A guide to start you on your research journey!

Definitions:

There are three types of sources:

Primary Sources: are original materials that contain direct evidence, first-hand testimony, or an eyewitness account of a topic or event that you are studying.  Please refer to the middle column on this page for more information and examples

Secondary Sources: are scholarly books and articles that use primary resources to solve research problems. For example: a biography on the World Wars, scholarly books and articles.

Tertiary Sources: Encylopedias, indexes, textbooks, and other reference sources that "report" on secondary sources. They provide summaries of or introduction of the topic.  Usually they do provide a list (bibliography) or additional primary and secondary sources!

I found something!! How can I tell if it is a Primary Source?

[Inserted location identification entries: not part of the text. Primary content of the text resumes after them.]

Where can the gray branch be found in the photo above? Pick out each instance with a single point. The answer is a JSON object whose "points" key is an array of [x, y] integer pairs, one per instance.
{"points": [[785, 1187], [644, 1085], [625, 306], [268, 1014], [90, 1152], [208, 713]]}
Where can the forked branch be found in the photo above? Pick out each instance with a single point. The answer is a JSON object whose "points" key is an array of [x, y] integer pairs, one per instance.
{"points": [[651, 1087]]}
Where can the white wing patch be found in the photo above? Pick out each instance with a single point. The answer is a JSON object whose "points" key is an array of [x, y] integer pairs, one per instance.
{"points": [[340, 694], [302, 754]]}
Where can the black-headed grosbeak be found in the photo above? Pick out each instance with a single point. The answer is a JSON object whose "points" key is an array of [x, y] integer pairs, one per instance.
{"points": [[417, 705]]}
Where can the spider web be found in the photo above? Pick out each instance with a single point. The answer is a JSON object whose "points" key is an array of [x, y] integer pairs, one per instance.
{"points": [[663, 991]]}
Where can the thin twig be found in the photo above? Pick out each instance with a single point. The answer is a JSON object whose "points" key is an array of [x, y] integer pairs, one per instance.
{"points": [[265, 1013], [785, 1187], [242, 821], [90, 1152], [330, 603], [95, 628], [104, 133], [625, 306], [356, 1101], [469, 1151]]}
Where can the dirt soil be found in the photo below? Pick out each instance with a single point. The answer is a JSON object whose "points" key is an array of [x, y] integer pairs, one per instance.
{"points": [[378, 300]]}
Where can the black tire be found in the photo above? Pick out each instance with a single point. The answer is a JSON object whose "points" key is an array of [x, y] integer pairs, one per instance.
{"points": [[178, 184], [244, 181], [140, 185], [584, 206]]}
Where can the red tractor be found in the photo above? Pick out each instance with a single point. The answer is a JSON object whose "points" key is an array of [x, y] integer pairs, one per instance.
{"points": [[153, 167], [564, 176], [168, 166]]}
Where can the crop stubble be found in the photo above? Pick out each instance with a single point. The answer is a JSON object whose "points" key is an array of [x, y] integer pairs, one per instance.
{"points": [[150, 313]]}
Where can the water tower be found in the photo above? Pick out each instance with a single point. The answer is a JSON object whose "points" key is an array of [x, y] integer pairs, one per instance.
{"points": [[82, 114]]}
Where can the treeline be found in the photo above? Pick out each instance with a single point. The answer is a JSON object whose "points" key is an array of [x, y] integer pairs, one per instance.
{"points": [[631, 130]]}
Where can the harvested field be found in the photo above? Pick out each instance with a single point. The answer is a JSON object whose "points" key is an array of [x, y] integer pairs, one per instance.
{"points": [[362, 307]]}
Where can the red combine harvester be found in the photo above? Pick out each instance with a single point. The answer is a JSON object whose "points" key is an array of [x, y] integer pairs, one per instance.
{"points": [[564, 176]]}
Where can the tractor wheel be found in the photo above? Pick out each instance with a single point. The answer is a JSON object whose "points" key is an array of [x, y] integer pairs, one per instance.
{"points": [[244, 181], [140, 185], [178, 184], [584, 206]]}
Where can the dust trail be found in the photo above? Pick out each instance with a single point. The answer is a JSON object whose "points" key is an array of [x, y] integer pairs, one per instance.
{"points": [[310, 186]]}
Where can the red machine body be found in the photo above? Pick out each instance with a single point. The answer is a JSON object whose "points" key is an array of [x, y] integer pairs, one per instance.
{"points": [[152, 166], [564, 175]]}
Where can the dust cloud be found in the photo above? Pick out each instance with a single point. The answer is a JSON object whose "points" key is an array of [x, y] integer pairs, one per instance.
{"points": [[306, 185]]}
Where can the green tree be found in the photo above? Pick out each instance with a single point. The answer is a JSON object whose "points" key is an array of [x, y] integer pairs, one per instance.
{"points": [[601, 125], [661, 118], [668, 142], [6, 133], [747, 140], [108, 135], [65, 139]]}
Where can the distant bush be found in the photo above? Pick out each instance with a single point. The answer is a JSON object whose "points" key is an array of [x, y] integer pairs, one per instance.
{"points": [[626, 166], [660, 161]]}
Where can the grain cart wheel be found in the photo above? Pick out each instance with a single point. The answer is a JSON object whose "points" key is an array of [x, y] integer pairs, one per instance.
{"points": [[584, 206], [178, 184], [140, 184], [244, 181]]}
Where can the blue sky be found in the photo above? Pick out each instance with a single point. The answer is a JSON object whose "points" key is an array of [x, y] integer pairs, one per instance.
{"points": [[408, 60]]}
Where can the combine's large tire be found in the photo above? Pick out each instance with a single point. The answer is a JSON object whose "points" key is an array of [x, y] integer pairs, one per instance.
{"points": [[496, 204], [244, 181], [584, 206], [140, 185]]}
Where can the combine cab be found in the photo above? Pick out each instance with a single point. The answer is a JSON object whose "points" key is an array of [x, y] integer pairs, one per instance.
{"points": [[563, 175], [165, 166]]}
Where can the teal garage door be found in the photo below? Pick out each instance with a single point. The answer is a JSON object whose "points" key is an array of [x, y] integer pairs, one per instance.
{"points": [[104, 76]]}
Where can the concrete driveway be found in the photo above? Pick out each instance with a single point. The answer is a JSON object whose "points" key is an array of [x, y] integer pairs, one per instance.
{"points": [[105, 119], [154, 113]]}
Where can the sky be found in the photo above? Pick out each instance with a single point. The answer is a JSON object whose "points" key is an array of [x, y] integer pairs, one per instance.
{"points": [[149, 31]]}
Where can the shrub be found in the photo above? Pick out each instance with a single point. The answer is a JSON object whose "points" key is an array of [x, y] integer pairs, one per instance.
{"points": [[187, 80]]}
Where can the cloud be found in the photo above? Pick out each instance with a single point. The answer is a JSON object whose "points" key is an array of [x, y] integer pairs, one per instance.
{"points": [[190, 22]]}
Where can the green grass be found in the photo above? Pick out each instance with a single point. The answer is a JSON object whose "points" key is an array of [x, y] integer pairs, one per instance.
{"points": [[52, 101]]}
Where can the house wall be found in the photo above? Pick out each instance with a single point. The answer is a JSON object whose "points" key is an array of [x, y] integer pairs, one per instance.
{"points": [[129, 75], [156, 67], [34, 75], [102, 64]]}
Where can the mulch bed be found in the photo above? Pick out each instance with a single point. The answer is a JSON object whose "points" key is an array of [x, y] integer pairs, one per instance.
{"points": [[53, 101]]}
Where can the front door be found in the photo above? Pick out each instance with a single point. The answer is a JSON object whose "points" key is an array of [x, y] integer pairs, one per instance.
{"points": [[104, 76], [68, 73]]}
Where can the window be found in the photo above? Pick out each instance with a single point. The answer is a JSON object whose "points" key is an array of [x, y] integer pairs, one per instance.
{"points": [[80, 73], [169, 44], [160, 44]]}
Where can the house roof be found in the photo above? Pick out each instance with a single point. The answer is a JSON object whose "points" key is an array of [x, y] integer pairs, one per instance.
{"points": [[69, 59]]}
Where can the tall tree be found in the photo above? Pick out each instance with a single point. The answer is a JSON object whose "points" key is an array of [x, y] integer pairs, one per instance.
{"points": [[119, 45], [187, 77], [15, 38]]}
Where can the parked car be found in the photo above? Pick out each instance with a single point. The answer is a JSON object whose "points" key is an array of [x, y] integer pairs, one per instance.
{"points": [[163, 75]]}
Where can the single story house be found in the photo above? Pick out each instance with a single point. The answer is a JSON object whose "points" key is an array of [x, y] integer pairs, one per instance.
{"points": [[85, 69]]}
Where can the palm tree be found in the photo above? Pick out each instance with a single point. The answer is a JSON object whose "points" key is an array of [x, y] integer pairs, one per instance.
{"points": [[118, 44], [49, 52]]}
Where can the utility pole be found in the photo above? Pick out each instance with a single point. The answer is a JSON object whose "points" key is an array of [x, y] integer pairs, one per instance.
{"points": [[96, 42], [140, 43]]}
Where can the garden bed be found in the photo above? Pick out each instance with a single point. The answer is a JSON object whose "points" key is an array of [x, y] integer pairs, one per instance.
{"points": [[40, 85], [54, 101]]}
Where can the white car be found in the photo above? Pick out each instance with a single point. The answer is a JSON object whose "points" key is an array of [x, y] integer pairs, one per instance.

Below are some characteristics that can help you differentiate primary sources from those that are not (ie. secondary):

 Author(s)

  • How does he/she or they know what they know?
  • Does the knowledge stem from personal experiece? Were they a witness?
  • Does the author cite several published reports? (ie. is there a bibliogrpahy?)

Content

  • Why is the information being provided? Why is the article being written?
  • Are there references to other writings on this topic/event?

Currency

  • Is there a date of publication?
  • Is the date of publication close to the date of event that is being described/indicated?